アルシェが【鉄の闘志】の二人の後について森を行くと一軒のコテージが建っていた。そのコテージの横の開けた場所に、4つの人影が見える。
「ブレインのやつ、また剣の修練をしているのね」
「あれは趣味ですね。クレマンティーヌも付き合っているみたいですね」
【鉄の闘志】の会話を聞きながら、アルシェは人影を注視する。恐らく、あの4つの人影のうち、1つはブレインという人物。もう1つはクレマンティーヌという人物の者だろう。だとすれば、後の2つは?
そこに居たのはアンデットだった。アルシェは咄嗟に杖を構えるが、ドラゴンの時の様にブリタに止められた。
「アレはネクロマンサーが召喚したアンデットよ。あの二人の訓練の相手をさせているだけ。決して襲って来ないから安心して」
「……わかった。それで、そのネクロマンサーは何処?その人も【鉄の闘志】のチームのメンバー?」
「そうね。ちなみにあの2人は【鉄の闘志】じゃないわよ?【鉄の闘志】は私とモモンガの2人のチームだから」
「……?さっきはネクロマンサーが居ると言っていた。少なくとも三人は居ないとおかしい。二人とも威力系魔法詠唱者ではないはず」
「ん?それは装備で判断しているのか?だったら浅はかだな。相手を欺く為に戦士の振りをしているだけかもしれないぞ?」
モモンガが腰の剣をポンポンと叩く。この剣はお飾りかもよ?っと言っている様だ。
「違う。私は相手が使えるのが何階位の魔法か、オーラで見えるタレントを持っている。でも、2人からはオーラがまるで見えない。つまり2人とも魔法詠唱者、少なくとも威力系魔法詠唱者ではない」
「ほう、フールーダと同じタレントを持っているのか」
「そう。だから分かる。二人とも魔法は使えない」
「残念ながらアルシェ嬢。君のタレントは万能ではない。私は探知阻害の指輪を装備している。君が私のオーラを確認出来ないのはその指輪のせいだろう」
「指輪?そんなマジックアイテムは聞いた事が無い」
「その指輪を外す前に、先ずは魔導書を渡しておこうか」
モモンガは徐にインベントリに手を突っ込んだ。突如モモンガの手が闇に飲み込まれたのを目撃したアルシェはビクリと肩を揺らした。
「な、何?!どうなっている??!?!」
「初めてだと驚くわよね、あれ」
ブリタは流石に慣れてしまっているが、アルシェのリアクションに分かる分かると頷いている。
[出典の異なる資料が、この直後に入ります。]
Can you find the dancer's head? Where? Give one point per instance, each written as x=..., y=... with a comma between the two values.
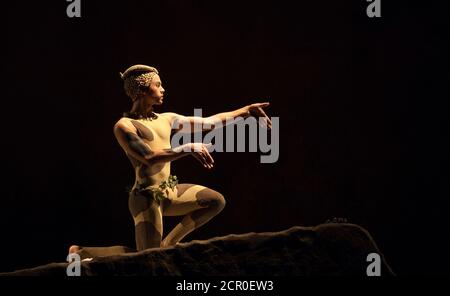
x=142, y=82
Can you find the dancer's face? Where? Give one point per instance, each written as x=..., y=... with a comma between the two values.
x=155, y=93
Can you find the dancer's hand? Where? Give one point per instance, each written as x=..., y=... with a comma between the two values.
x=256, y=110
x=201, y=153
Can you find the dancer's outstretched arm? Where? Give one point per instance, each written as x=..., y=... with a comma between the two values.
x=130, y=141
x=192, y=123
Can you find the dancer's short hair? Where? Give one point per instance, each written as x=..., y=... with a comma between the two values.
x=137, y=79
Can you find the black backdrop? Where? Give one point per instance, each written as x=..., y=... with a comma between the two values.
x=362, y=105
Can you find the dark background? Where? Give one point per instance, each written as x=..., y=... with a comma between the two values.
x=362, y=105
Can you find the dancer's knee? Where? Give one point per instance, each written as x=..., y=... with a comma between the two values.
x=211, y=199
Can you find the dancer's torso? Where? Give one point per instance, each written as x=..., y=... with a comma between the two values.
x=156, y=134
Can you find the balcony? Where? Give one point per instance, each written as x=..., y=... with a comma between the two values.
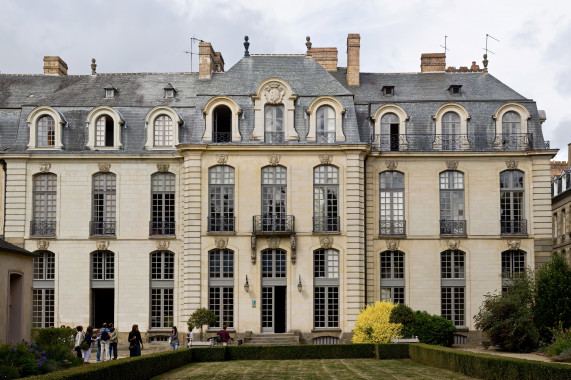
x=392, y=227
x=162, y=228
x=451, y=142
x=452, y=227
x=43, y=228
x=273, y=225
x=326, y=224
x=513, y=227
x=224, y=224
x=98, y=228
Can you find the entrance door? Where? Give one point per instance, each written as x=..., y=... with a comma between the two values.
x=274, y=291
x=102, y=306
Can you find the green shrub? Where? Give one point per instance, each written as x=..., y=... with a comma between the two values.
x=553, y=296
x=507, y=317
x=433, y=329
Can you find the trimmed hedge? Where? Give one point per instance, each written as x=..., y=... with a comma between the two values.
x=487, y=366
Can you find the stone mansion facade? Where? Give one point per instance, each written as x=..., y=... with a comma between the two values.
x=284, y=194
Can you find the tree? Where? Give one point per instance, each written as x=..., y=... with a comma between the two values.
x=201, y=317
x=553, y=296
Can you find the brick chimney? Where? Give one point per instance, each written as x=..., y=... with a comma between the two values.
x=326, y=57
x=54, y=65
x=209, y=61
x=430, y=62
x=353, y=47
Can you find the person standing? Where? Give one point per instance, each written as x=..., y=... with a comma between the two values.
x=173, y=339
x=135, y=341
x=114, y=339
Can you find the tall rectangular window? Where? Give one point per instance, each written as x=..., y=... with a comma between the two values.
x=325, y=199
x=326, y=288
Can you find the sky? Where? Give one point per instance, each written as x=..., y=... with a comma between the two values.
x=532, y=56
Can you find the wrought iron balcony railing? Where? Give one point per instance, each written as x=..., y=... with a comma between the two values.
x=392, y=227
x=513, y=227
x=274, y=137
x=221, y=137
x=273, y=224
x=325, y=224
x=223, y=224
x=42, y=227
x=451, y=142
x=98, y=228
x=325, y=137
x=453, y=227
x=162, y=228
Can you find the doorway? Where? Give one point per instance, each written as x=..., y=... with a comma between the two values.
x=102, y=306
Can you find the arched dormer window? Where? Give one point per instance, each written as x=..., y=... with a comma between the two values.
x=325, y=120
x=45, y=128
x=162, y=125
x=222, y=120
x=104, y=124
x=271, y=95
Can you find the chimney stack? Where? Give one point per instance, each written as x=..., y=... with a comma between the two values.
x=54, y=65
x=430, y=62
x=209, y=61
x=353, y=47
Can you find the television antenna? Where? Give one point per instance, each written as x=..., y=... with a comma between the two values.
x=193, y=40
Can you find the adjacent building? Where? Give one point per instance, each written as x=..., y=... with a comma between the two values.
x=284, y=194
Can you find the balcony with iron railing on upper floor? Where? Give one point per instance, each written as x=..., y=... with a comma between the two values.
x=42, y=228
x=452, y=142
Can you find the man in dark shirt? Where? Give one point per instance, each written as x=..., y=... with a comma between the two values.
x=224, y=336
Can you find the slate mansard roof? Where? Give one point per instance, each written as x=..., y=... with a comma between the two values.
x=419, y=94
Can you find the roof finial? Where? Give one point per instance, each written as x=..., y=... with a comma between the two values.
x=246, y=45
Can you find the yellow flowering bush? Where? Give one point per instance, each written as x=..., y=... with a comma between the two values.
x=373, y=324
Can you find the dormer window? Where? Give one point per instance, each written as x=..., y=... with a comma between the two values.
x=455, y=88
x=388, y=90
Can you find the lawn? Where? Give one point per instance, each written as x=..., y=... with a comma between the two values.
x=311, y=369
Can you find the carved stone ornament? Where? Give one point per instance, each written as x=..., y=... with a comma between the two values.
x=391, y=165
x=104, y=167
x=453, y=244
x=162, y=167
x=452, y=165
x=514, y=244
x=392, y=245
x=222, y=159
x=273, y=243
x=326, y=241
x=102, y=245
x=45, y=167
x=221, y=243
x=325, y=159
x=274, y=159
x=43, y=245
x=512, y=164
x=274, y=93
x=162, y=245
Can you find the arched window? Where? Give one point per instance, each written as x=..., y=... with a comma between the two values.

「これはインベントリという…スキル?まぁ、魔法の様なものでな。中に色々なアイテムを収納しておける便利な能力だ。っと、あった、これならレベル1で装備出来るはずだ」
モモンガがインベントリから取り出したのは【初心者の書】という魔導書系の初期装備だ。分厚いハードカバーのその本は、角を金具で装飾されていて、表紙にはアルシェには読めない文字で何かが書かれている。
「この文字は、どこの国の文字?」
「さて?私は知らないな。まぁ、その本は只の武器だ。君が今まで使っていた杖の代わりだと思ってくれ」
「……分かった」
アルシェはモモンガから魔導書を受け取り、パラパラとページを捲ってみるが、中の文字もはやり読むことは出来なかった。
「さてと、それでは次に約束通り指輪を外すが、指輪を外すためには鎧が邪魔だな」
そう言ってモモンガは魔法で出来た鎧を消した。